Therefore: in the univariate function, the gradient represents the change of the slope of the image, in the multivariate function, the gradient represents the vector, and the fastest changing place is the steepest direction

1.3 Step size (learning rate) - aaa

I have been discussing how to go down the mountain the fastest and how to use mathematical methods to solve the fastest way down the mountain and the direction of going down the mountain. Then I have overlooked a problem, which is the steps down the mountain. Of course, if the steps are too large, it is easy to pull the eggs, and if the steps are too small, it is too slow to go down the mountain. It may be that the sun sets when going down the mountain, so you need to determine a step length aaa , making it possible to go downhill smoothly and fastest after going through appropriate steps. Maybe you can also think that the best way is to go down the mountain with big steps first, take small steps at the lowest point of the mountain, and keep approaching the lowest point. But if it is infinitely close to the last 0.000001 at the lowest point, it is meaningless in practical sense at this time.
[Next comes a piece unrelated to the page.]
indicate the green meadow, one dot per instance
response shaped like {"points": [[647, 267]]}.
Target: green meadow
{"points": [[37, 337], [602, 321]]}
Therefore, a certain value needs to be determined at the same time, so that after a certain iteration, the size of the judgment and set value is judged. If it is less than, the loop will stop.
Comparison of different step lengths
Small step size
insert image description hereand small step size represent a large amount of calculation and take a long time, but they are more accurate.

Big step and
insert image description herebig step size, i.e. larger aaa , the performance is oscillating, it is easy to miss the lowest point, and the amount of calculation is relatively small.
Note: Due to the concave-convexity of the function, the optimal solution can be infinitely approached for the convex function, and only the local optimal solution can be obtained for the non-convex function.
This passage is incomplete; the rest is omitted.